超火力TSダンジョン配信者【雪姫】の軌跡 作:山田センチュリー
あれほど暴れ回っていた翼竜の姿は完全に消滅している。
「雪姫ちゃーん!」
「わわっ」
「やったよ、勝ったー! やったやったやったぁあああああー!!」
「わぁあああ」
こっちに走ってきて、俺を抱き上げてくるくる回るヒバナ。今までで一番というくらいの大喜びだ。

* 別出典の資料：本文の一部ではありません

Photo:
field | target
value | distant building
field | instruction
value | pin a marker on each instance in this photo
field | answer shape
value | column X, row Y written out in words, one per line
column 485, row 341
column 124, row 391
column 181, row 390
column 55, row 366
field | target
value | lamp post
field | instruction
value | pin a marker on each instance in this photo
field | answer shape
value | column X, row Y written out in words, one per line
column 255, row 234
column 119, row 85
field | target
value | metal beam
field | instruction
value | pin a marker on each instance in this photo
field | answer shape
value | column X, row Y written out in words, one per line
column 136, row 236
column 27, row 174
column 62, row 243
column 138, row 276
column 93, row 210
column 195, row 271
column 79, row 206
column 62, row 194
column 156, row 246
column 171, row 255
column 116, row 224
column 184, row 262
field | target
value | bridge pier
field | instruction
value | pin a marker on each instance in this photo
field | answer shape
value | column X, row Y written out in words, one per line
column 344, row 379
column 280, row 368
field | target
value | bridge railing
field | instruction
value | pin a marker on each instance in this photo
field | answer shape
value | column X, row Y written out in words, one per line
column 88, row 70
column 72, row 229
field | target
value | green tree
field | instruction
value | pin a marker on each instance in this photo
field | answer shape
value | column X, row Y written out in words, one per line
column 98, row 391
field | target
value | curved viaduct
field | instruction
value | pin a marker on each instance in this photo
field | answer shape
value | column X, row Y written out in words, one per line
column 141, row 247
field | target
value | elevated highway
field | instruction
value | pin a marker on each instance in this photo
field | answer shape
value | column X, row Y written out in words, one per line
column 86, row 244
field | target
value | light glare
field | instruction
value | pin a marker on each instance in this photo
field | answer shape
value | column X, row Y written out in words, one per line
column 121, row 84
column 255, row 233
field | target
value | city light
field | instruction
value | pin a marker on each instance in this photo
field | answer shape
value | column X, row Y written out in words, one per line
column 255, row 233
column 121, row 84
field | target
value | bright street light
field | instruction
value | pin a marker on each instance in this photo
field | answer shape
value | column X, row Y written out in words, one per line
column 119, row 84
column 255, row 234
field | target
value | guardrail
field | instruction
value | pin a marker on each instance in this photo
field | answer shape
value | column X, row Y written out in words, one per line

〔うおおおおおおおおおおおおおおおおおおおおおおお!!!!〕
〔すげえええええええええええええ!?〕
〔え? 倒した!? マジ!?〕
〔あれで勝てるのかよ!〕
〔うっそだろ……!?〕
〔なんであの相性最悪のガーディアンボス相手に勝てるんだよwwwwwwww〕
〔神すぎ!〕
〔最高のものを見てしまった……〕
〔これだからこの二人の配信はやめられねぇんだ〕
〔888888888888888888888〕
〔ばなちゃん最強! 雪姫ちゃん最強! ばなちゃん最強! 雪姫ちゃん最強!!〕
〔またも神回〕
〔約束された勝利〕
〔魔法少女コンビ最高!!〕
〔見どころしかなかった〕
〔同接五十万人とかとんでもない人数が見に来てて草ァ!〕
〔コメントが速すぎて読めねー!〕
〔ゴルチャ祭りだああああああああああ!〕
とんでもない勢いで流れていくコメント欄。あれだけ不利な状況からのまさかの逆転勝利なんだからそれも無理はないだろう。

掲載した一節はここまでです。